Contract Ed offers competitive edge to the rich
My problem with Contract Ed ordeal derives from the method with which it was approved, the violence unleashed upon the students for demanding their right to be involved, and a few trustees’ disregard for the opinions of the very students who would be affected on the matter. Since then, we’ve made some progress, but the strides in students’ rights and communication don’t change the fundamental ethical violation of introducing a two-tiered education plan.
The Board of Trustees previously held the notion that technically, since the contracted classes would not be replacing any of the courses SMC was able to offer but rather supplement them; that they create no disadvantage because the students buying into them are not taking the slots of the regular classes. A key problem here is that this isn’t exactly true: while in terms of enrollment a student wouldn’t be competing with someone able to afford Contract Ed during their term at SMC, when they transfer an important comparison would be made: who ‘took’ the classes, and who didn’t. The Contract Ed courses would look identical to regular SMC ones, therefore when we apply to transfer, our transcripts will show who took the available classes and who didn’t.

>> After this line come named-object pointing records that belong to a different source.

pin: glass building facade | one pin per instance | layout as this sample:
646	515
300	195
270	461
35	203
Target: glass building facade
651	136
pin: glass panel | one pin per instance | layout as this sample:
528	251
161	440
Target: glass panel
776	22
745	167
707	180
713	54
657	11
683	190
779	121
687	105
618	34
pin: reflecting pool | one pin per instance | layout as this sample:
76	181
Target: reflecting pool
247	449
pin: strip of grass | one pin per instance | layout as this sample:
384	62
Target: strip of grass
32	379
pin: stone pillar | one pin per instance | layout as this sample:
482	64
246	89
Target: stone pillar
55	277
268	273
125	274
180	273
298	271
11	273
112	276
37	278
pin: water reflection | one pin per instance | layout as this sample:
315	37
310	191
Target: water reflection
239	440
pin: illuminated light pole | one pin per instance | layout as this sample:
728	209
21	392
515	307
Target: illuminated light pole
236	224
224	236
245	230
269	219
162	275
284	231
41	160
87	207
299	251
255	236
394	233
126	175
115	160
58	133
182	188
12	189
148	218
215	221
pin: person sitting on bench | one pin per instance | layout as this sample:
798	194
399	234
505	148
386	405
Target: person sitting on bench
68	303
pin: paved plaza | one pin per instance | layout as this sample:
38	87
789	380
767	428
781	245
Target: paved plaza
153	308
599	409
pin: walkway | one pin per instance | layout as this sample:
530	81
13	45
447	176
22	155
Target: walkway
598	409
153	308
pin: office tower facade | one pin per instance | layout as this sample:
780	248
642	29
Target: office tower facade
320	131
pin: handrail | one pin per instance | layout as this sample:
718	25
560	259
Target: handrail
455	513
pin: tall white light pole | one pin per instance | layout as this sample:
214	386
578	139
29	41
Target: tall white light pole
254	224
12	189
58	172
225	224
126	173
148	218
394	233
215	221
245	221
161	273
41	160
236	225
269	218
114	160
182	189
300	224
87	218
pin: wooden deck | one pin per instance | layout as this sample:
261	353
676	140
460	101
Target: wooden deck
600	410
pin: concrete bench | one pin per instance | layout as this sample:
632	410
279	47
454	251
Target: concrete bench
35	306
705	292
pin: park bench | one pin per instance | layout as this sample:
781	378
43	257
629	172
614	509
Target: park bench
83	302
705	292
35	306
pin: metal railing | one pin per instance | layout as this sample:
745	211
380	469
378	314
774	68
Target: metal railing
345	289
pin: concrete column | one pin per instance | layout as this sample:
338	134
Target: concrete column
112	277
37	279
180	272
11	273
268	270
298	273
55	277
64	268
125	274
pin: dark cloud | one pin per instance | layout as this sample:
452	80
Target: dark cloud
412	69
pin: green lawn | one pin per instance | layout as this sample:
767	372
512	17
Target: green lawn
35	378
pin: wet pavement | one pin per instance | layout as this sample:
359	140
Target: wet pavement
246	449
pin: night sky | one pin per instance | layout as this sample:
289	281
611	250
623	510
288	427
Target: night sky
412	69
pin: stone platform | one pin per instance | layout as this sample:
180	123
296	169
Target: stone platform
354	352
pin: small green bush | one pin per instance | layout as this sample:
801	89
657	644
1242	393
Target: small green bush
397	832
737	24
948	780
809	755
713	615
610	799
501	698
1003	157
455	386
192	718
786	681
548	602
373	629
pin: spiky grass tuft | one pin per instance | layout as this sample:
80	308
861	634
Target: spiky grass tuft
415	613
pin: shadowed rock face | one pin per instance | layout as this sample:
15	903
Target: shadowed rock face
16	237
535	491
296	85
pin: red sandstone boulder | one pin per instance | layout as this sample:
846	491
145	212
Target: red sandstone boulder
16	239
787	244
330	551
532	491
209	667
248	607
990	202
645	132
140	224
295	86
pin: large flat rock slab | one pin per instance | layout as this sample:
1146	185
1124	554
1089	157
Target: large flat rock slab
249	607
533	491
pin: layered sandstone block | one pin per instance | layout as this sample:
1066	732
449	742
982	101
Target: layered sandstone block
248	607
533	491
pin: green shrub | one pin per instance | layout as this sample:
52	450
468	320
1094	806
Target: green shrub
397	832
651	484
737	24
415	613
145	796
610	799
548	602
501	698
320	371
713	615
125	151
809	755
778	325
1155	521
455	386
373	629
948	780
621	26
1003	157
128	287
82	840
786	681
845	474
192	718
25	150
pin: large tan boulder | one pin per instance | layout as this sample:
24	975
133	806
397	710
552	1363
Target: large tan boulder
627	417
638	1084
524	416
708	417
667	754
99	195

Normally summer/winter enrollment is a matter of personal initiative and enrollment priority based on the monetary-neutral factors. However, wealthier students would now be able to forgo the latter factor. When UCLA compares you—someone who tried to enroll, couldn’t, and can’t afford contract ed—with someone who tried and failed to enroll in regular classes but could afford the priority, they’re going to see who managed to get and complete the class. Not only would the wealthier students be able to complete their coursework sooner, but they would also look more competitive for completing a more vigorous schedule (not laced with ‘breaks’ from semesters you can’t enroll in).
Jasmine Jafari is the Vice Chairperson of the Inter-Club Council.